Speaking of the butterfly garden, you may have noticed that there are very few butterflies this year, especially compared to last year's bumper crop. Last year you couldn't spit without hitting a swallowtail. I hate to speculate too much, but I imagine this has something to do with the hot, dry temperatures. It's possible that there aren't as many host and nectar plants available for them. Still, there are some butterflies to be seen, so keep an eye out. Recent sitings include long-tailed skippers.

On Monday morning, I watched two enormous snapping turtles mating about mid-Reach. I've seen baby turtles for two springs in a row, and this fully confirms that we have at least one breeding pair of snappers on the Reach, if not more. It would be interesting to know where the females are laying their eggs.

On a sadder note, I saw one snapping turtle in the Bathtub that has gone on to the Great Creek in the Sky.

Adult and juvenile yellow-crowned night herons continue to feed at the Reach. Be careful when driving at night! A heron was recently spotted ambling slowly across Cherrywood Rd. Other birds around include grackles, starlings, cardinals, blue jays, swallows, mockingbirds and more.

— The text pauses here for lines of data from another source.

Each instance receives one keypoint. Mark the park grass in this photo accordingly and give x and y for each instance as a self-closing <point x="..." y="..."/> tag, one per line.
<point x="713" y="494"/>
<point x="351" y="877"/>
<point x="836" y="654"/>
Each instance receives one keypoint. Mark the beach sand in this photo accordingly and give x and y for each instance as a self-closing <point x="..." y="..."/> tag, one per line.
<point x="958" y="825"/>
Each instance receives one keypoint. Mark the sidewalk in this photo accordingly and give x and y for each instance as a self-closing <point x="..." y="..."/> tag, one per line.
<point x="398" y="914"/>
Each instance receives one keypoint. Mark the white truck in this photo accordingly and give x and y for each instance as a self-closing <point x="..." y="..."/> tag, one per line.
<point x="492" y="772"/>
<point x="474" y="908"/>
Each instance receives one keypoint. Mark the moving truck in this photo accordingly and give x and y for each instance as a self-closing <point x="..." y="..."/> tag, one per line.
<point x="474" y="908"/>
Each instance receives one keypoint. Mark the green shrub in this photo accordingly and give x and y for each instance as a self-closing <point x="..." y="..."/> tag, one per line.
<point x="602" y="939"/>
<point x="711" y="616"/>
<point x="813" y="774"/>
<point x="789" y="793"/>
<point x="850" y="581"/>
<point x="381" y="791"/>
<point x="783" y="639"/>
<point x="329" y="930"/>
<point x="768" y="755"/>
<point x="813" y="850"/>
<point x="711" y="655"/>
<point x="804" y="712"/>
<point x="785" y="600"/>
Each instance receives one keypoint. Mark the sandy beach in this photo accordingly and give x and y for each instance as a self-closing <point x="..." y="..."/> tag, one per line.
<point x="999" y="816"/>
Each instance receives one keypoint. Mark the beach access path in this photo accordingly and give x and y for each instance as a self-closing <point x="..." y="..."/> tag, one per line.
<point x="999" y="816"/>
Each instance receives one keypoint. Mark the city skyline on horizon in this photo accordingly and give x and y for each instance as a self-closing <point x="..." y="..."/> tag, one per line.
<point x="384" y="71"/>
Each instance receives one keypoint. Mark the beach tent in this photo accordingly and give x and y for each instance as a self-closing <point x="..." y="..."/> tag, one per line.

A neighbor up the creek recently spotted a large beautiful, perfectly harmless Texas rat snake crossing Wilshire at the bridge over the creek.


The City of Austin Watershed Department is in recon phase for their rather large project to "re-design" the creek bed at the Reach. They recently identified a design and engineering firm to draw up plans, and you may have seen them wandering the creek, marking trees and painting stripes. They've assured me that they will include the neighborhood as part of the design process, and I'll let everyone know what I know as soon as I know.

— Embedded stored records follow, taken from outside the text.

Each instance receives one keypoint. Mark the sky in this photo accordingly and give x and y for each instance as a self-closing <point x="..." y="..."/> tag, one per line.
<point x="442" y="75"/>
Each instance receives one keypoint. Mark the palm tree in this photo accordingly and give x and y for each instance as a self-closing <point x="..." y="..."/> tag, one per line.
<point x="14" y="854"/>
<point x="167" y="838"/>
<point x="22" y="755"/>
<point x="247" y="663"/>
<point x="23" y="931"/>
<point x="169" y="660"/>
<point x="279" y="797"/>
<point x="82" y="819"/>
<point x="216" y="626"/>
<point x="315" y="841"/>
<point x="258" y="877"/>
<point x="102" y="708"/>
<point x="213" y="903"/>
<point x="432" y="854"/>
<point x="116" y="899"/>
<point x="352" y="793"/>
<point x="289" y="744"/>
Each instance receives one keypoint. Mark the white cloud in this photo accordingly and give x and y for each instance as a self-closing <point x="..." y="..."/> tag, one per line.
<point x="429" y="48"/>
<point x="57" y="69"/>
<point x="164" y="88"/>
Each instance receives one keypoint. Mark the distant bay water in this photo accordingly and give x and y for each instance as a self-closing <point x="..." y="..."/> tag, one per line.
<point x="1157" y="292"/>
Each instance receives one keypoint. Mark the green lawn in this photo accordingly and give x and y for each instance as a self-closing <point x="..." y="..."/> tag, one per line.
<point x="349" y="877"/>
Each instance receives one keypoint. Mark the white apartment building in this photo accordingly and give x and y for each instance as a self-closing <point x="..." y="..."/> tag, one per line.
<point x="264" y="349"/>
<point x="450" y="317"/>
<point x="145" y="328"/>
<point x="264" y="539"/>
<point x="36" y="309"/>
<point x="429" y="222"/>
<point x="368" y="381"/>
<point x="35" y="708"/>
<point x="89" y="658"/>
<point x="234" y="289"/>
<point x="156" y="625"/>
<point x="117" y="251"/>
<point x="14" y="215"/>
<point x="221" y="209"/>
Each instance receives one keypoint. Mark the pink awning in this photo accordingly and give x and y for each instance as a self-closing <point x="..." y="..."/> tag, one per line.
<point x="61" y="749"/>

Trash continues to be a problem at the Reach, particularly along 38.5 street. Please offer your hand to nature and the neighborhood by picking up stray garbage and not littering.

The Reach is a wonderful place for dogs, but not for dog poop! Remember that this poop holds billions of E. coli bacteria (among other things) and that those bacteria get washed into our creek and into our drinking water. Gross, right? It's interesting to consider what our neighborhood might be like if we weren't here. Surely, there would be a healthy population of coyotes and foxes scatting about with no one to pick up after them (aside from dung beetles, which can do an amazing job of clearing away animal scat). In fact, the poop could be good fertilizer. So, if poop's natural, why pick it up and stick in an unnatural plastic bag? The answer is one of scale and abundance. Natural populations of coyotes and foxes would not be anywhere near as dense as our dog (and feral cat) populations. Their numbers would be lower and their range would be much larger. In an urban ecosystem, we squeeze a lot into a little.

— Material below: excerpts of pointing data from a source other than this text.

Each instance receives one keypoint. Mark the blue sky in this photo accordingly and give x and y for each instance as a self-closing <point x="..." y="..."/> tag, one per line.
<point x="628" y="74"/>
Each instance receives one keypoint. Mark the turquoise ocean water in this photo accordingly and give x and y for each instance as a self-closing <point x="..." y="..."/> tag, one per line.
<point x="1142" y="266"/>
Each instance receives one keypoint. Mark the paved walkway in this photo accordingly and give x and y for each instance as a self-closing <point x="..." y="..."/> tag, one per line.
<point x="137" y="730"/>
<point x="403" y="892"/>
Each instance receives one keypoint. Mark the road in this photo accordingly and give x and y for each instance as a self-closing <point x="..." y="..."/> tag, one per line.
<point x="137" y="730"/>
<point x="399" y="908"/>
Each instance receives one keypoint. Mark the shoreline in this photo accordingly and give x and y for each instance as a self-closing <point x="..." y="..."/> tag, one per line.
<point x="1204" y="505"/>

The Reach provides a great "air conditioning" service in a hot City with its urban heat island. Take a walk down by the creek in the early evening and you can feel the cool air seeping out from the creek, especially those places with a high density of trees and underground springs. A reminder of the power of small amounts of water and nature in a city.

Remember, nature happens everywhere!